Kolja Blacher / fot. Bernd Buechmann
Po przerwie usłyszeliśmy IX Sonatę skrzypcową A-dur op. 47 „Kreutzerowska” Beethovena w aranżacji R. Tognettiego. Trochę się niepokoiłem przez pójściem na ten koncert, bowiem Kreutzerowska jest absolutnym arcydziełem i najbardziej romantyczną wśród sonat skrzypcowych. Naruszanie w niej relacji barwnych między skrzypcami a fortepianem może być bardzo ryzykowne. Trochę jak poprawianie uśmiechu Mona Lisy, czy kopuły w Bazylice św. Piotra.
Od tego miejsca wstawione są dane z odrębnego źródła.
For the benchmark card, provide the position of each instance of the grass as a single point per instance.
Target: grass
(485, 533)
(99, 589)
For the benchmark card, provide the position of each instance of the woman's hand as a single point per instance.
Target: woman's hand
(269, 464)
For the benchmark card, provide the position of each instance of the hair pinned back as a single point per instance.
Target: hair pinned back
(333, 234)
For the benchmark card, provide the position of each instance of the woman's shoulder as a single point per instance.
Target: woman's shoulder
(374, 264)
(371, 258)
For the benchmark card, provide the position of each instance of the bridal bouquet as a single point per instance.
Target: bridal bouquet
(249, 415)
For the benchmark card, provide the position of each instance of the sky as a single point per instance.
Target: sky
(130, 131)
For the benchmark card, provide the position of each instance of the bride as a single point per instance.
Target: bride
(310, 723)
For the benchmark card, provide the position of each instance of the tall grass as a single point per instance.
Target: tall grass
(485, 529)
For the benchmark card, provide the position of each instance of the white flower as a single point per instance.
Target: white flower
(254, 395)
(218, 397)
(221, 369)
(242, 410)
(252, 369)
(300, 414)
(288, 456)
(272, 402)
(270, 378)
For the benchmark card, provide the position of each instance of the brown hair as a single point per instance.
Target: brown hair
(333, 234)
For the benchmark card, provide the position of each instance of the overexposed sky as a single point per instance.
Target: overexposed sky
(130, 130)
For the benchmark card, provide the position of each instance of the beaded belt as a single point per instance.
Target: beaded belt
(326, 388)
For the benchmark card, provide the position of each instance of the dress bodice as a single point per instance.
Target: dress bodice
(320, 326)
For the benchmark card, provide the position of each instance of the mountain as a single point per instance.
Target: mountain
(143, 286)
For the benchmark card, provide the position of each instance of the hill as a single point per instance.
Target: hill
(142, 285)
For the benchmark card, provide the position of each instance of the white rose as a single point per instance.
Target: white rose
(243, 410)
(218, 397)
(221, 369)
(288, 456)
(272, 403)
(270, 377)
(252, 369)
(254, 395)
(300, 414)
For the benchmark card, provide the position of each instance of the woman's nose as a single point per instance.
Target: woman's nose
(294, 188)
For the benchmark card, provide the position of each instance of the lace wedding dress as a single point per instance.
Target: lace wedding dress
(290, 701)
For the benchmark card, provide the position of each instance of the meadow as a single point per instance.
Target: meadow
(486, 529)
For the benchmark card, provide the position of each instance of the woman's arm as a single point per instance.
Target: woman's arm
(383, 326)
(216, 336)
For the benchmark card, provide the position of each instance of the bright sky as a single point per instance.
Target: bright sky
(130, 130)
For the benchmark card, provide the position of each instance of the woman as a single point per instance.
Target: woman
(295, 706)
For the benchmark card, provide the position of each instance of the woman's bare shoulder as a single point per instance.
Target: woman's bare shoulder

A jednak aranżacja Tognettiego okazała się znacznie bardziej udana niż na przykład aranżacja Kreutzerowskiej na kwartet smyczkowy, której fragmenty miałem okazję podziwiać i opisywać wam stosunkowo niedawno. Aranżer zostawił partię skrzypiec prawie nienaruszoną, zaś fortepian powierzył orkiestrze. Stanął w tym momencie przed wyzwaniem, jakim było zachowanie partii fortepianu bez jednoczesnego zagłuszania solowych skrzypiec. I udało się całkiem nieźle, ważne detale tego arcydzieła zostały zachowane, zaś w instrumentacji cały czas odbywał się podskórny i bardzo finezyjny taniec między tutti, a solistami z orkiestry, głównie pierwszymi skrzypcami i pierwszą wiolonczelą. Utwór w ostatecznych kształcie okazał się być niebywale trudnym wyzwaniem dla każdej orkiestry i Orkiestra Leopoldinum wywiązała się z tego zadania znakomicie, zamieniając się w zbiorowego pianistę. Tylko w części drugiej, ekstremalnie trudnej wyrazowo, zjawił się moment zagubienia, poza tym byłem pod ogromnym wrażeniem. Blacher grał doskonale, łącząc silny wolumen rywalizującego z orkiestrą solowego instrumentu z dbałością o ważne dla sonaty detale i akcenty.
Aranżacja podobała mi się na tyle, że muszę wspomnieć o Richardzie Tognettim. Urodził się on w Canberze w Australii w roku 1965. Obecnie pełni rolę dyrektora Australian Chamber Orchestra, jest też szefem całkiem głośnego festiwalu w słoweńskim Mariborze. Jego dyskografia jest imponująca. Nagrał koncerty Bacha z Angelą Hewitt dla Hyperionu, które są jednym z najważniejszych nagrań bachowskich na współczesnych instrumentach ostatnich dekad. Dla nieistniejącej już EMI zrealizował koncerty Beethovena z Stephenem Kovacevichem, razem z fantastycznym flecistą Emmanuelem Pahudem nagrał koncerty Vivaldiego, a z królem wiolonczeli Pieterem Wispelweyem zrealizował cenione nagranie I koncertu wiolonczelowego Szostakowicza. Oprócz Beethovena aranżował także dzieła Griega, Janačka, Paganiniego a także, między innymi, Szymanowskiego. Ciekawie będzie zapoznać się z innymi jego dokonaniami w dziedzinie aranżacji, a może również niezależne kompozycje okażą się inspirujące?
Koncert w NFM udał się bardzo, Orkiestra Leopoldinum we współpracy z wybitnym solistą i kameralistą zrobiła na mnie wielkie wrażenie. Na Plac Wolności wyszedłem doładowany muzyką i z uśmiechem na twarzy spojrzałem na Beethovenowskie, jesienne drzewa.
Lubię bardzo ścieżkę dźwiękową z filmu Immortal Beloved, To jest coś wspaniałego, Mistrzowskie kompozycje w mistrzowskim wykonaniu.